Even more remarkably, Friedman has done so by actually cutting payroll. After inheriting a team with a bloated budget and beset by long-term commitments, he's succeeded in overhauling the organization's minor league system to the point where the Dodgers have hit the Daily Double of 21st-century baseball: good enough to regularly compete for a championship while boasting of a bountiful player development system, ready to supply young (and inexpensive) players to the major league roster on an annual basis.
Moreover, Friedman has done so without saddling his team with long-term obligations. On the current Dodgers roster, no player has a salary commitment past 2022. The biggest, longest salary commitment on the books for Clayton Kershaw who has two years and $62 million coming to him.
In fact, in another bit of irony, the Dodgers' longest and biggest financial commitment on the books is to Friedman himself, who recently signed a long-term extension and remains the game's highest-paid executive.
(Contrast that to the Red Sox, who will have five players in 2021 drawing eight-figure salaries: Chris Sale, J.D. Martinez, Xander Bogaerts, Nathan Eovaldi and Dustin Pedroia. Together, those five are due $99.5 million; the Dodgers entire 2021 payroll commitment currently stands at $89.4 million).
It's this business model that Bloom seeks to replicate: sustainable, affordable and with minimal long-term risks, all the while with the capability of reaching the postseason on a yearly basis. And while it's true that the Dodgers have ultimately come up short when it comes to championships, surely reaching (at least) the NLCS three times in the span of five years is a run most teams would gladly sign up for.
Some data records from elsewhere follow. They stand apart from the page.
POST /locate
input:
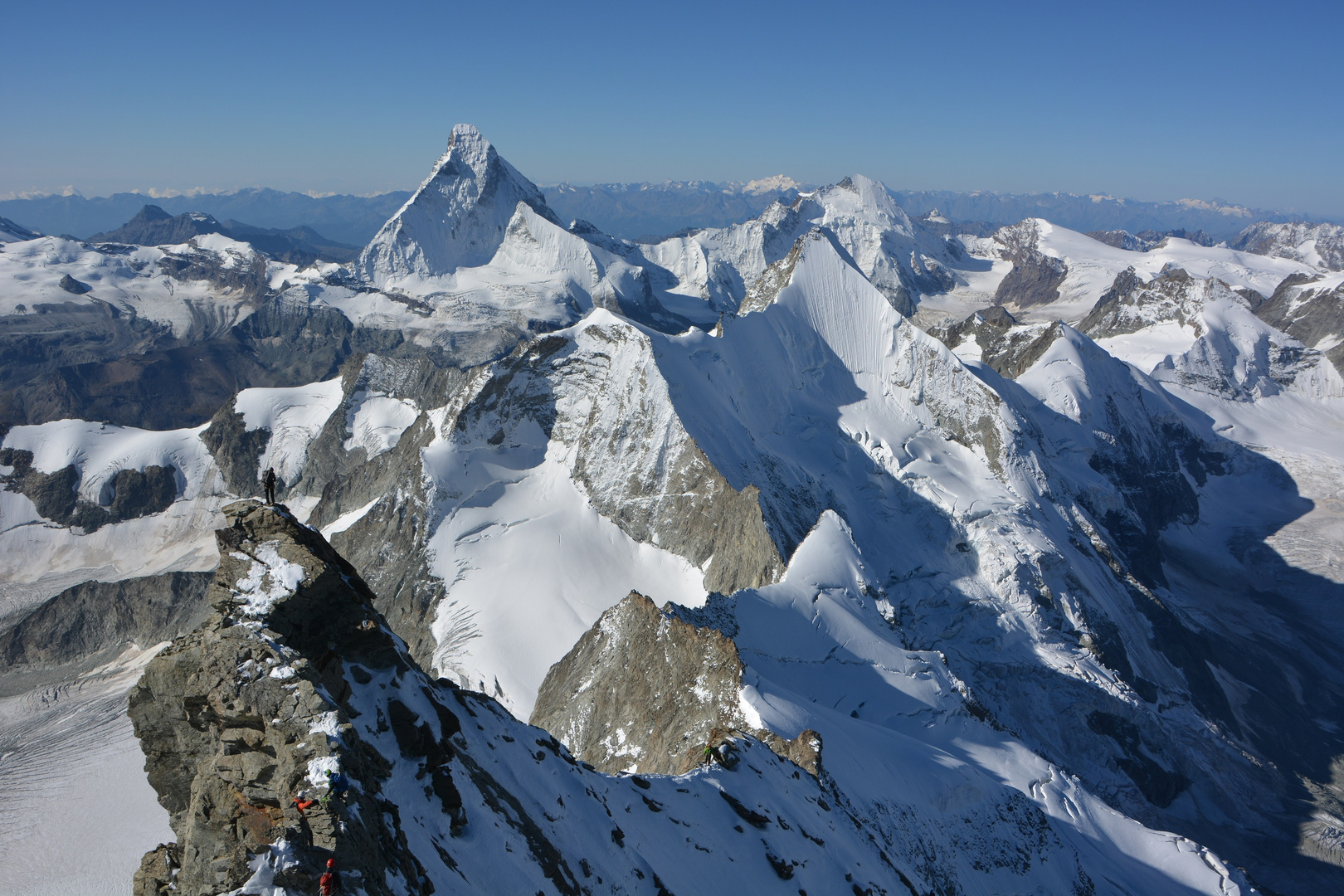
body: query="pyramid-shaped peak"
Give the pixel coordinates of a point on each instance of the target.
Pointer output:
(470, 145)
(455, 219)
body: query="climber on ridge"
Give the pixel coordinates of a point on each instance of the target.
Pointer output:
(329, 881)
(338, 783)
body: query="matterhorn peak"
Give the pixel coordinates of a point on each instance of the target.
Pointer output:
(455, 219)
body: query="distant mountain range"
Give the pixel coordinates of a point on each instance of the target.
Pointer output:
(152, 226)
(645, 212)
(347, 219)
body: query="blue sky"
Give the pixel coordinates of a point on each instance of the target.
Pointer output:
(1142, 100)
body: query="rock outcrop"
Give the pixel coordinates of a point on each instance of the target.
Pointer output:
(647, 691)
(440, 790)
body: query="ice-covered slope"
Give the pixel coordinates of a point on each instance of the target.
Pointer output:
(1059, 275)
(722, 266)
(12, 232)
(195, 289)
(1113, 582)
(455, 219)
(446, 793)
(1317, 245)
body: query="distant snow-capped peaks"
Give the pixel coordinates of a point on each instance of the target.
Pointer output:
(457, 218)
(863, 197)
(1317, 245)
(776, 184)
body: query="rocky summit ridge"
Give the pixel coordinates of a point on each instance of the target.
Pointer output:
(296, 674)
(1025, 544)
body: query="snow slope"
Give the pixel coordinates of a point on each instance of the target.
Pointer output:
(77, 807)
(39, 559)
(295, 416)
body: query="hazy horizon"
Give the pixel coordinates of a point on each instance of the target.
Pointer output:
(1152, 104)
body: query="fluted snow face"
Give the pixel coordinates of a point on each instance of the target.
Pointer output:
(897, 256)
(457, 218)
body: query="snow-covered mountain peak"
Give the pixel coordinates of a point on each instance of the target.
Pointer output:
(859, 197)
(455, 219)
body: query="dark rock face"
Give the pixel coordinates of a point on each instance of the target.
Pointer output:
(85, 624)
(229, 744)
(73, 285)
(1307, 314)
(296, 674)
(1004, 345)
(1035, 277)
(1283, 240)
(665, 684)
(129, 494)
(152, 226)
(645, 691)
(236, 450)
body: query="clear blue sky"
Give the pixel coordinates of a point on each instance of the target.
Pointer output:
(1242, 101)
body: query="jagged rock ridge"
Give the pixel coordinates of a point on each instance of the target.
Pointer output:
(296, 674)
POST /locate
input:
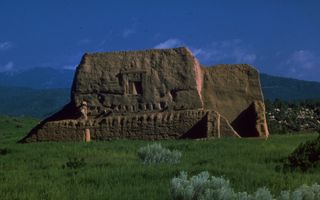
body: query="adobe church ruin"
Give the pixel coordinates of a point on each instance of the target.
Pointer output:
(157, 94)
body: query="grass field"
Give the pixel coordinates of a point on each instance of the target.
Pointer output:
(112, 169)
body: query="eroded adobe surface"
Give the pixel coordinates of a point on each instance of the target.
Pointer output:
(157, 94)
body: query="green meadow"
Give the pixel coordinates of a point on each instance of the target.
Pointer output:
(112, 169)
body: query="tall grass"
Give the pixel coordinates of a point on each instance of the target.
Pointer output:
(112, 169)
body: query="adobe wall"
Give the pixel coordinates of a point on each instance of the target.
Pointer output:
(157, 94)
(152, 126)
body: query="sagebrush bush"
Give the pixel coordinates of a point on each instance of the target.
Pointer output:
(305, 157)
(74, 163)
(204, 187)
(155, 154)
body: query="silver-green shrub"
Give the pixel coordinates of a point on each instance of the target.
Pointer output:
(204, 187)
(156, 154)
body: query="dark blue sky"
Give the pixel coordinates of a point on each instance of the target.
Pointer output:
(278, 37)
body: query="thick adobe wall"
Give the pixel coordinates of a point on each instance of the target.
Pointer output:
(157, 94)
(151, 126)
(137, 80)
(234, 91)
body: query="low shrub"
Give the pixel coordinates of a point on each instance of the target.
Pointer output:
(305, 157)
(204, 187)
(4, 151)
(74, 163)
(156, 154)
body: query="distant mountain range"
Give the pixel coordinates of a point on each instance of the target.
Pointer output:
(39, 92)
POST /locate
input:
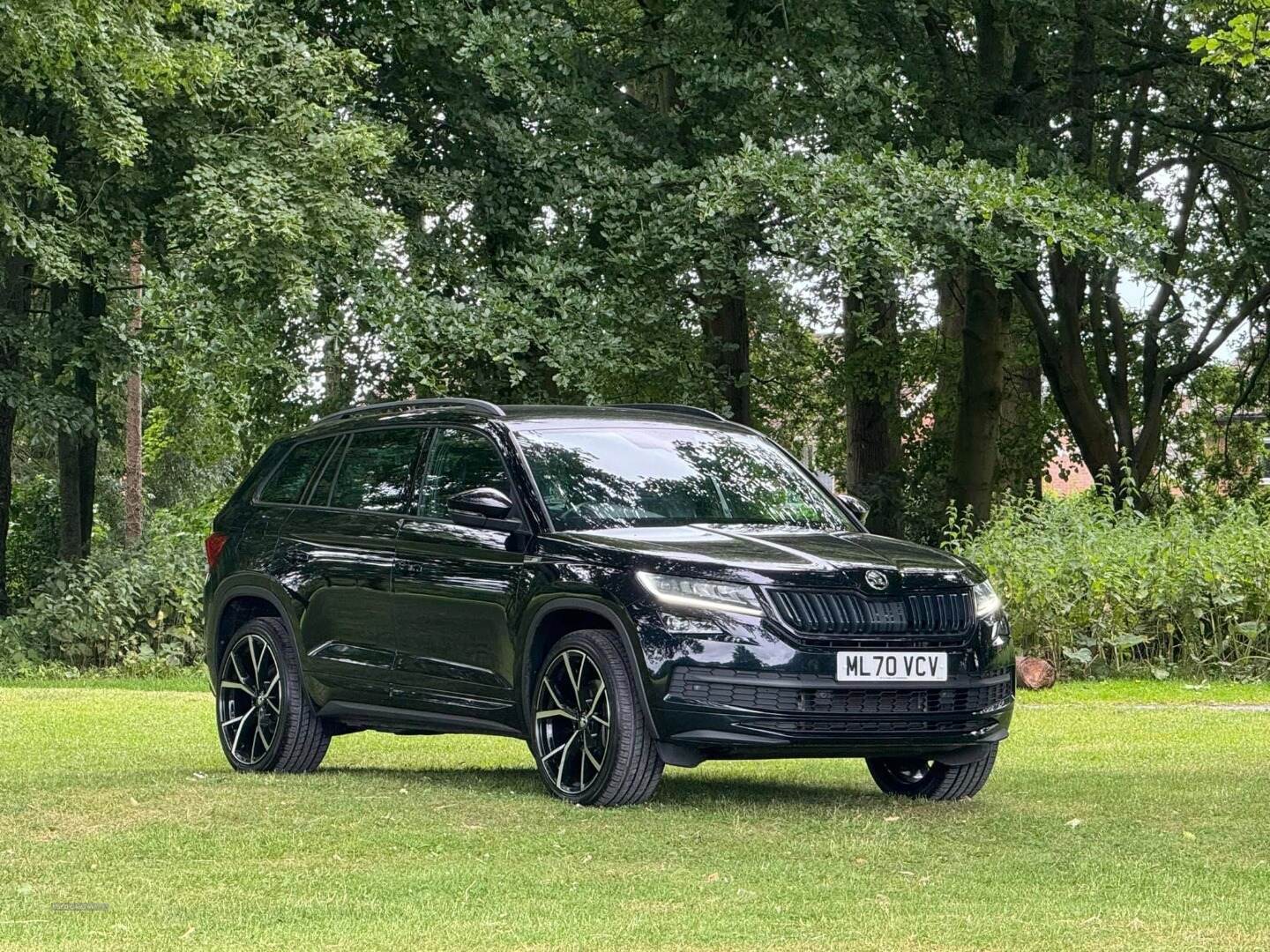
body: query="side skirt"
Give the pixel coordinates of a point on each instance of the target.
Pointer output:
(398, 720)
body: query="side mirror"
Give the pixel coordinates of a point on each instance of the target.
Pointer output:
(476, 507)
(857, 507)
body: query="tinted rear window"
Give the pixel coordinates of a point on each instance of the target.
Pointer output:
(290, 479)
(376, 471)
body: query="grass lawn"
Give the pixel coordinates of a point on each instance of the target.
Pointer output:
(1120, 816)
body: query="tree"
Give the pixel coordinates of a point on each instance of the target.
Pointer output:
(224, 138)
(1111, 94)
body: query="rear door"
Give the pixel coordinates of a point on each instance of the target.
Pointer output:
(455, 585)
(340, 550)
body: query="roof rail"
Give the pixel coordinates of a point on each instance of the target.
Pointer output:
(439, 403)
(676, 409)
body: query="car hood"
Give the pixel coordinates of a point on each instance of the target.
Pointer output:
(778, 555)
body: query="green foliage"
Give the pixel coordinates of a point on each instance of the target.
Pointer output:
(32, 548)
(1102, 588)
(1213, 450)
(1244, 37)
(118, 607)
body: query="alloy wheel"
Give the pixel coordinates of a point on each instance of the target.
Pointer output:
(573, 721)
(249, 703)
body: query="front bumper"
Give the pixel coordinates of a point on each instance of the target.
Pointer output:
(750, 691)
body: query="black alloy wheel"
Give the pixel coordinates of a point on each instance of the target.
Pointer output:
(265, 718)
(588, 734)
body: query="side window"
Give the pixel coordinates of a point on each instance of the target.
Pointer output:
(460, 460)
(290, 479)
(376, 471)
(320, 494)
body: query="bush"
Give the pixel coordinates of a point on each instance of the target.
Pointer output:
(118, 607)
(1102, 589)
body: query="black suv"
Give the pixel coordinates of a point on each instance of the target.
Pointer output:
(621, 587)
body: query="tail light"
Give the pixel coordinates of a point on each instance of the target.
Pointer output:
(213, 545)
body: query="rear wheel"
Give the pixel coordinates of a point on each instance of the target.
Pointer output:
(930, 779)
(588, 735)
(265, 718)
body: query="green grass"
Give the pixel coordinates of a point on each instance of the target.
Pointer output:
(122, 798)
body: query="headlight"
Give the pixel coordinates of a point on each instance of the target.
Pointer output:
(701, 593)
(986, 599)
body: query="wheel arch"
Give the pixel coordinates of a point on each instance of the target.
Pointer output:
(563, 614)
(235, 605)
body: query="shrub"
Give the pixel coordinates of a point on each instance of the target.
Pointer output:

Any suggestion that Bloom is in Boston to turn the Red Sox into the Rays North is without merit. Ever-conscious of fan reaction, this current ownership understands that such measures would result in a full-scale revolt by the fan base and would never be tolerated.
Instead, the Red Sox hired Bloom to do what his mentor has accomplished in L.A. To wit: building a consistent winner, once regularly augmented by cheap homegrown talent, all the while eschewing burdensome contracts which stifle roster flexibility.
Friedman has managed a delicate juggling act by maintaining a winning team on the field and overseeing a fertile minor league system, the latter of which is the envy of most franchises. Across the game, there was universal acclaim that Friedman was able to obtain a player the caliber of Betts without sacrificing a single player off his team's Top 10 prospect list.
Meanwhile, it's likely that Tristan Casas would be the only Red Sox prospect who could crack the Dodgers' Top 10 list, and even then, only toward the bottom of the list.
At the major league level, the Dodgers are clear and prohibitive favorites to win the National League pennant and finally capture a title for the first time since 1988. The Red Sox, as currently constituted, are projected as only the third-best team in their own division.
Friedman has achieved all of this in a relatively short period of time. The Red Sox hope that Bloom is able to match his mentor.
Perhaps then, the Red Sox will be in the position the Dodgers are this week: adding to an already strong roster a franchise player who had become too expensive a proposition for his former team, and doing so without jeopardizing its own bright future.